重要ポイント:
- マイケル・バリーはキャタピラーを1,060.98ドルで空売りし、AIバリュエーションは行き過ぎだと指摘
- テスラ、アプライド・マテリアルズ、SOXX半導体ETFへの新たな弱気ポジションも開示
- バリー氏は5180億ドルの韓国チップハブ投資を「AI熱狂の終わりの始まり」と評価
重要ポイント:

マイケル・バリーはキャタピラーを1,060.98ドルで空売りし、同社をAIブームによって過熱していると同氏がみなす銘柄リストに追加した。
「今日のラリーの直接の原因は、韓国から発表された巨額の支出だ。私にはそれが終わりの始まりのように映る」とバリー氏は火曜日、自身のSubStackに投稿。これはサムスン電子とSKハイニックスが韓国に新たな半導体製造拠点を建設するため5000億ドル超を投資する計画に言及したものだ。
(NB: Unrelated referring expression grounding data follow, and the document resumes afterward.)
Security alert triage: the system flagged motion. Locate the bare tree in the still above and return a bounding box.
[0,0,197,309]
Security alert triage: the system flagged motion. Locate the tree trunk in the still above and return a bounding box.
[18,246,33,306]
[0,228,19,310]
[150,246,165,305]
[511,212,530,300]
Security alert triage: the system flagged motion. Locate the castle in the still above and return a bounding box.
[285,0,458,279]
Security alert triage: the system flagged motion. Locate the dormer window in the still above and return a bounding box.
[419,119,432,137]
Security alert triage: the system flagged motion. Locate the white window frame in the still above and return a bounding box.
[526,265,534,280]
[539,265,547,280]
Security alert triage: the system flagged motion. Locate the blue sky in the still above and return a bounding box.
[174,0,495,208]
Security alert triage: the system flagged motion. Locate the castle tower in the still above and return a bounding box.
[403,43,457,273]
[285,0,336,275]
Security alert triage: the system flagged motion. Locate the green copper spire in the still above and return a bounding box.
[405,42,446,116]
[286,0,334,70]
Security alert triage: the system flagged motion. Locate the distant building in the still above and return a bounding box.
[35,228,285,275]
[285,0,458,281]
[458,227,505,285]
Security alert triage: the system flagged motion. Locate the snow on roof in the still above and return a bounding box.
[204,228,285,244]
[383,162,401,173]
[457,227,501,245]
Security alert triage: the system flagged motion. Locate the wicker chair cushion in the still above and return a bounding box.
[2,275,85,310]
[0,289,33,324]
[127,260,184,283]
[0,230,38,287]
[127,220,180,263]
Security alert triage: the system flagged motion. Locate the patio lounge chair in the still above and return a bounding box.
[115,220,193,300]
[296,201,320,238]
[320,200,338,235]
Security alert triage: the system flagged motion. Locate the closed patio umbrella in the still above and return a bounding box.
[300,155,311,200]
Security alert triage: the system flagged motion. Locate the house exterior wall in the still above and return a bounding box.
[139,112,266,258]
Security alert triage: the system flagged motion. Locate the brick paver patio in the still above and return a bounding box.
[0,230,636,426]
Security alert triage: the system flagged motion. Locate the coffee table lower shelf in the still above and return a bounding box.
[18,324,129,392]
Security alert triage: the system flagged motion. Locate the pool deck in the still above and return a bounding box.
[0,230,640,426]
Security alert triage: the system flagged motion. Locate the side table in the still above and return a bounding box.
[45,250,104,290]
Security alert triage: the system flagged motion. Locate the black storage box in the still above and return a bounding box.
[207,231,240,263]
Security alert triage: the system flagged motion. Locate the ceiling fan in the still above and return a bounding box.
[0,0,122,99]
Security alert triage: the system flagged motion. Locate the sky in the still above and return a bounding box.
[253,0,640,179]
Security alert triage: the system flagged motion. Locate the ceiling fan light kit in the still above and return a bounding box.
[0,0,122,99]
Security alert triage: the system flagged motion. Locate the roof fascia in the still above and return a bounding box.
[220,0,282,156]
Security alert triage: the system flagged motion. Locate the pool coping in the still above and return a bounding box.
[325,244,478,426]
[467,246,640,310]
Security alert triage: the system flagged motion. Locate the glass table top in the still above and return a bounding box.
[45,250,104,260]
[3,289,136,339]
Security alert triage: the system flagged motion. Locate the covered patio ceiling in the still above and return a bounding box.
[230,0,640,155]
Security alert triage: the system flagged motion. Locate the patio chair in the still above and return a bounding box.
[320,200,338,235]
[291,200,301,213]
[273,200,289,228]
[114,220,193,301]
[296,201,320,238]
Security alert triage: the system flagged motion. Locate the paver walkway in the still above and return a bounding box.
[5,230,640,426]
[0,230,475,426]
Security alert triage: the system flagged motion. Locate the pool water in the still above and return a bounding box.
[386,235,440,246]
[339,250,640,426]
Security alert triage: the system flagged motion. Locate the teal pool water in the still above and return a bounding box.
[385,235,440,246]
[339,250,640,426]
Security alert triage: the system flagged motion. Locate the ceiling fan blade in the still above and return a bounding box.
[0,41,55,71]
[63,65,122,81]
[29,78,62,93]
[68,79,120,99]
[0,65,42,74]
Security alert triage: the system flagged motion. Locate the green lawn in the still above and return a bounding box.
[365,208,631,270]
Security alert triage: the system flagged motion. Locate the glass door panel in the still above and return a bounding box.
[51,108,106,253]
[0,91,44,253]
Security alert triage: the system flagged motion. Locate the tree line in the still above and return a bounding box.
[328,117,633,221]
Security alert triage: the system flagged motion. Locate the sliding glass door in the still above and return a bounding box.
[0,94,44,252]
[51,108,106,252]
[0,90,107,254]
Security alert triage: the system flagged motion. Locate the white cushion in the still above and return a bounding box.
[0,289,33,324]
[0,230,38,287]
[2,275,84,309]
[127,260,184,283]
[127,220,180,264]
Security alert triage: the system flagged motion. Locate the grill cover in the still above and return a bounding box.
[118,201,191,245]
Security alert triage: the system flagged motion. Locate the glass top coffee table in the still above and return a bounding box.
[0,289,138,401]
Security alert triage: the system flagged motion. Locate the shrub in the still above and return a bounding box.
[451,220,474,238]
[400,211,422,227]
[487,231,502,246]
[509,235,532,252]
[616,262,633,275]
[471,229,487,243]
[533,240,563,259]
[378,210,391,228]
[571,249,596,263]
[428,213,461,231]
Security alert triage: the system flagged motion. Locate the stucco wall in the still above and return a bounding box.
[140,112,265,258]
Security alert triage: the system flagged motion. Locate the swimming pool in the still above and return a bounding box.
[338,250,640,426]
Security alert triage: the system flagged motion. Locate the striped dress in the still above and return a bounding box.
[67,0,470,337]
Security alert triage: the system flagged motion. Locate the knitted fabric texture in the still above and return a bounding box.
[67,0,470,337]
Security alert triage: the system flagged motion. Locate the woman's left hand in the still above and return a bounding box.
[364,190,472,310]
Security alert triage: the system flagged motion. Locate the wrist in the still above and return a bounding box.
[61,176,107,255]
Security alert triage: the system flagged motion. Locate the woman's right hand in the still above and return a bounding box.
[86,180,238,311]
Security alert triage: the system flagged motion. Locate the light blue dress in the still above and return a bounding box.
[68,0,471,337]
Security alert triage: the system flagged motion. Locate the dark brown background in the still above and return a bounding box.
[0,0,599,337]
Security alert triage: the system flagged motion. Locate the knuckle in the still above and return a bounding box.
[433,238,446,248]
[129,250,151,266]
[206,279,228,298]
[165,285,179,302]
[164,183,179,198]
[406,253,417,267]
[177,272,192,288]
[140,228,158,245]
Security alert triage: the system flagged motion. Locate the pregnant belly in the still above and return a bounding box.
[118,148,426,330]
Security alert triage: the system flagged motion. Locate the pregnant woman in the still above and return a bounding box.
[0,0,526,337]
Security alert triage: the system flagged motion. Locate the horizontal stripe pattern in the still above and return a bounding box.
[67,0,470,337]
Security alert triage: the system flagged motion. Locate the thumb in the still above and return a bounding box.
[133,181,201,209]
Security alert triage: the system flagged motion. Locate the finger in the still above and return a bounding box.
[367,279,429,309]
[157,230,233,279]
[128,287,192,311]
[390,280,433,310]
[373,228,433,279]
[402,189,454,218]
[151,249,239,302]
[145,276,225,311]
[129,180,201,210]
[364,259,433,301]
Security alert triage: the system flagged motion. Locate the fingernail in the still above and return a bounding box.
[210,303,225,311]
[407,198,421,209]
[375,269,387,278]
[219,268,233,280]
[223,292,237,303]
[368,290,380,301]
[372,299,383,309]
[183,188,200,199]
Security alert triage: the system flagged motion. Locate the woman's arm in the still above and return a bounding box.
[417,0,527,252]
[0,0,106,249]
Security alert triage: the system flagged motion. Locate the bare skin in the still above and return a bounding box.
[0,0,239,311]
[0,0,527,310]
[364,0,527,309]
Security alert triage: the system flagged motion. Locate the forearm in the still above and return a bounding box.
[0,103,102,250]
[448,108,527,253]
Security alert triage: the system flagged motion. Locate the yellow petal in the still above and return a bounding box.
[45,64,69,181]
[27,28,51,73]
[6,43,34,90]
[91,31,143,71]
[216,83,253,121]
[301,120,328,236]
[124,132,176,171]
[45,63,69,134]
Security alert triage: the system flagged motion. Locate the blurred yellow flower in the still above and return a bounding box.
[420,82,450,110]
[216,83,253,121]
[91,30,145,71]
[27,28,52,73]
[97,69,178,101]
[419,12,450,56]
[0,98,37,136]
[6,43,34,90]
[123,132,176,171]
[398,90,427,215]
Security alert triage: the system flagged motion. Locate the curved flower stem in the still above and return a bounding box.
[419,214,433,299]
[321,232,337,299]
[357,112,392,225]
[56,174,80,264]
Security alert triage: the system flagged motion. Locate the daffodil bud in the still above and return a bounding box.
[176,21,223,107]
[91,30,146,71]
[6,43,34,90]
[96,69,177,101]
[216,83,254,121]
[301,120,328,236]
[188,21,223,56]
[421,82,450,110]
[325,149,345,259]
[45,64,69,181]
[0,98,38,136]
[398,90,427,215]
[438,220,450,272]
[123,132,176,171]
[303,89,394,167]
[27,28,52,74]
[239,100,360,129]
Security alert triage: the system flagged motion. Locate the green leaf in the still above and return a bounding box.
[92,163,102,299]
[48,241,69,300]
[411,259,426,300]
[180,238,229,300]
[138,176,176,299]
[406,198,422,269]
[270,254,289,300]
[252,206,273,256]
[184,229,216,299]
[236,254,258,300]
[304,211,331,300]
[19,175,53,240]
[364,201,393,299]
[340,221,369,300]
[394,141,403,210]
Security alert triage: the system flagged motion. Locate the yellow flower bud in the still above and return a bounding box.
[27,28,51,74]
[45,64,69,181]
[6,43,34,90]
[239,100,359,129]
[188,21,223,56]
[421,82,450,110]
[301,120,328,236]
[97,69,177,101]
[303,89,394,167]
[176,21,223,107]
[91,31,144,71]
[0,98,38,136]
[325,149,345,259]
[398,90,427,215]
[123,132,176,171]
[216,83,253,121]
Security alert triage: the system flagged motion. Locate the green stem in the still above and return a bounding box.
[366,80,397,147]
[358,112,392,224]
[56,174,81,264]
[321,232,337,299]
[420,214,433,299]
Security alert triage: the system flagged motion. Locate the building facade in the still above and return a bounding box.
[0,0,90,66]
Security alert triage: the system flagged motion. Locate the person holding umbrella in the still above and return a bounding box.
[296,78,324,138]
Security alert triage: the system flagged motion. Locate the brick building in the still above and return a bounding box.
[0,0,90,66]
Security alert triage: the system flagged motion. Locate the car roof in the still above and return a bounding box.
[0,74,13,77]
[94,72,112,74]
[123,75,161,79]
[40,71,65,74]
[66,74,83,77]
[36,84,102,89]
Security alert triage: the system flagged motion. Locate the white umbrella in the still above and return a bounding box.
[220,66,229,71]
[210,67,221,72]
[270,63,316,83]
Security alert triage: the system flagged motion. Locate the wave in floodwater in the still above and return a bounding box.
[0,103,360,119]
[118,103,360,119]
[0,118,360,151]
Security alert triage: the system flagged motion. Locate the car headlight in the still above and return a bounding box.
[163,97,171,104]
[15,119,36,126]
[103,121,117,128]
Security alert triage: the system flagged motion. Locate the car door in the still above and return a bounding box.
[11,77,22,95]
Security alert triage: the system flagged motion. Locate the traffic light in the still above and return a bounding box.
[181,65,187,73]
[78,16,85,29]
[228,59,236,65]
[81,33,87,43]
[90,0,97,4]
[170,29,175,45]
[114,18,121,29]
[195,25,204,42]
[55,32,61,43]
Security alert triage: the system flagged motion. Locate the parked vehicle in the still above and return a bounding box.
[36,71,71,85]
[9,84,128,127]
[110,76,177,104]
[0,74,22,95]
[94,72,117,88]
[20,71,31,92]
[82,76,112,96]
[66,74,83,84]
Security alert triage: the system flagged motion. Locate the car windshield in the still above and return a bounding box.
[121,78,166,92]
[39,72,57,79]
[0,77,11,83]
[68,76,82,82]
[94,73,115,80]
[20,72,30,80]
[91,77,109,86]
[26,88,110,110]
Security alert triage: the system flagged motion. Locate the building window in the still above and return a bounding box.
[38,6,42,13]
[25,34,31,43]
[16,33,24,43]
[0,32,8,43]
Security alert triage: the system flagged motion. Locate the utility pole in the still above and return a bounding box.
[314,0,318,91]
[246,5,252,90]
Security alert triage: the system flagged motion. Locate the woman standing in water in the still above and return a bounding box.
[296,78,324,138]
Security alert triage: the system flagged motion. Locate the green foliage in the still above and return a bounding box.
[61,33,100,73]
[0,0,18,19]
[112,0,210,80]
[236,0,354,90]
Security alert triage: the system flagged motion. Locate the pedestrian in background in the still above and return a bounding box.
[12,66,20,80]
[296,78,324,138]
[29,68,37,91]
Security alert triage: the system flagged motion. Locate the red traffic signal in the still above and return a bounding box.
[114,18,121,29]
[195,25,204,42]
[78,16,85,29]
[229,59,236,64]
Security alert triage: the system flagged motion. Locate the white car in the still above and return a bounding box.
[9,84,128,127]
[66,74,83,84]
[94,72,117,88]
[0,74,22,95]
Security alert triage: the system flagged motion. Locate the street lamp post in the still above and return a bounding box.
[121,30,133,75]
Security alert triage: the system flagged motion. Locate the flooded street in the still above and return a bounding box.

バリー氏はまた、テスラ、アプライド・マテリアルズ、iShares半導体ETF(SOXX)への新たな空売りポジションを開示した。エヌビディアに対する既存のベットも継続している。キャタピラーの株価は2026年上半期に86%急騰し、投資家は同社をAIインフラ構築の代理指標として捉えた。バリー氏は、同社の株価売上高倍率(PSR)が少なくとも過去30年で最高水準に達したと指摘。SOXXは200日移動平均線を約65%上回る水準で取引されており、バリー氏はこの水準はドットコムバブル時のみに到達したものだと述べた。
2008年の金融危機前にサブプライム住宅ローンへの空売りで利益を上げたことで有名な同投資家は、AI関連株のバリュエーションに対する率直な批判者である。2025年11月に実施したパランティアへの空売りは功を奏し、同氏がポジションを公表して以降、株価は約40%下落している。エヌビディアの株価は約5%下落。バリー氏はテスラの空売りに対し、目標株価を416.22ドルに設定した。
世界のメモリーチップの約3分の2を生産するサムスン電子とSKハイニックスは、韓国南西部にそれぞれ2工場を建設するため800兆ウォン(5180億ドル)を投資すると発表した。両社はAI向け広帯域メモリー(HBM)チップの需要急増を受け、ここ数カ月で過去最高の利益を報告している。バリー氏のSOXXプット・オプションは、半導体指数がピークから約3分の1下落した場合、3月に利益をもたらす仕組みとなっている。
バリー氏は、キャタピラーをこれまで空売りしたことはなく、ロング(買い)では常に好調だったと述べ、「キャタピラーは私の目に飛び込んできた」と書き記した。
これらのベットは、バリー氏がAIインフラへの巨額の設備投資が最終的に期待外れに終わるとみていることを示している。次のカタリストは3月、SOXXオプションの満期を迎え、投資家が韓国の半導体ハブ投資がリターンをもたらすかどうかを評価する時期になる。
本記事は情報提供のみを目的としており、投資助言を構成するものではない。